Facilitated diffusion- the substance also passes through the membrane in the direction of the concentration gradient, but with the help of a transport protein - translocases. These are integral proteins with specificity for the substances they carry. These are, for example, anion channels (erythrocyte), K channels (plasmolemma of excited cells) and Ca channels (sarcoplasmic reticulum). Translocase for HO, it is aquaporin.
Translocase mechanism of action:
1. The presence of an open hydrophilic channel for substances of a certain size and charge.
2. The channel opens only when a specific ligand is bound.
3. There is no channel as such, and the translocase molecule itself, having bound the ligand, rotates 180 in the membrane plane.

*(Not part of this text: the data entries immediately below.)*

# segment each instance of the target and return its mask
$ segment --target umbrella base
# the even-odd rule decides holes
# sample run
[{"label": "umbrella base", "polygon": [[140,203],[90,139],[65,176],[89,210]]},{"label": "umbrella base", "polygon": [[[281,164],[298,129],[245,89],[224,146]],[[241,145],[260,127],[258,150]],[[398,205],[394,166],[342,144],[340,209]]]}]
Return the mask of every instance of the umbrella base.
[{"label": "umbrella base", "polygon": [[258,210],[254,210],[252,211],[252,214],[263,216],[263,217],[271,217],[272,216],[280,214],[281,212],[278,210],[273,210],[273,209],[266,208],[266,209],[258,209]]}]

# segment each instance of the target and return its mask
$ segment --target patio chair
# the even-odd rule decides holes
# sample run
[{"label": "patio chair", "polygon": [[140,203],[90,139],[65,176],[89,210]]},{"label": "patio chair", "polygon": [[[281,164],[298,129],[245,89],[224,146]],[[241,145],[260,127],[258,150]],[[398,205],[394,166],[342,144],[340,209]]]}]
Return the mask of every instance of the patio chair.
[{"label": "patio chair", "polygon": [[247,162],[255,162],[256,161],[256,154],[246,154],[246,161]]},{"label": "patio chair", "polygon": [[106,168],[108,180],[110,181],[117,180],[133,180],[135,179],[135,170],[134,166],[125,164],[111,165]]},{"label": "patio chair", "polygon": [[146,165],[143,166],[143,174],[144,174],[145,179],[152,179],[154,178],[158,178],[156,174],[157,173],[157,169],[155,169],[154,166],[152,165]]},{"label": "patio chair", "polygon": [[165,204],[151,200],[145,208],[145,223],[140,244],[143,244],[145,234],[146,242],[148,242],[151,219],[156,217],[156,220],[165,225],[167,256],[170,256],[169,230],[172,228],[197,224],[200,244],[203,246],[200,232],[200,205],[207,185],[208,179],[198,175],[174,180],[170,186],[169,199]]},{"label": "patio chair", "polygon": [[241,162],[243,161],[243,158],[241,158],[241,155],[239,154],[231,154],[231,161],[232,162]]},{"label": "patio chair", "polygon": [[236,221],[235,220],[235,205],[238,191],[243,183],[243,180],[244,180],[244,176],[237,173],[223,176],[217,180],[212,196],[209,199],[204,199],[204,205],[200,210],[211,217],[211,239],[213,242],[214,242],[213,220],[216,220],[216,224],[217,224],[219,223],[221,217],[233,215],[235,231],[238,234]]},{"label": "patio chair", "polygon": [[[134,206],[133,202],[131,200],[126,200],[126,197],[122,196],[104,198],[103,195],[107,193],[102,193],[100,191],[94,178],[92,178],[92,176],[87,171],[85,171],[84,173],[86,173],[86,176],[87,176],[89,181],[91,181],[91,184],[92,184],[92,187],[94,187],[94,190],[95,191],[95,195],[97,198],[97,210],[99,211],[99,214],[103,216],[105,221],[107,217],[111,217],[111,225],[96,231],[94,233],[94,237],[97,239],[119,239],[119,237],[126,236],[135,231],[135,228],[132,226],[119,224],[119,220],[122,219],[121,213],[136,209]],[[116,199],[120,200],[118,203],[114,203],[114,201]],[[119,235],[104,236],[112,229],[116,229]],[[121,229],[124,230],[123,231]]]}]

active transport is transport using the same transport protein (translocases), but against the concentration gradient. This movement requires energy.
2. Transport of macromolecular compounds across membranes
The transition of particles through the plasmalemma always occurs in the composition membrane vesicle: 1. Endocytosis: but. pinocytosis b. phagocytosis c. receptor-mediated endocytosis.
Exocytosis: but. secretion b. excretion, c. Recretion is the transfer of solids through the cell, phagocytosis and excretion are combined here.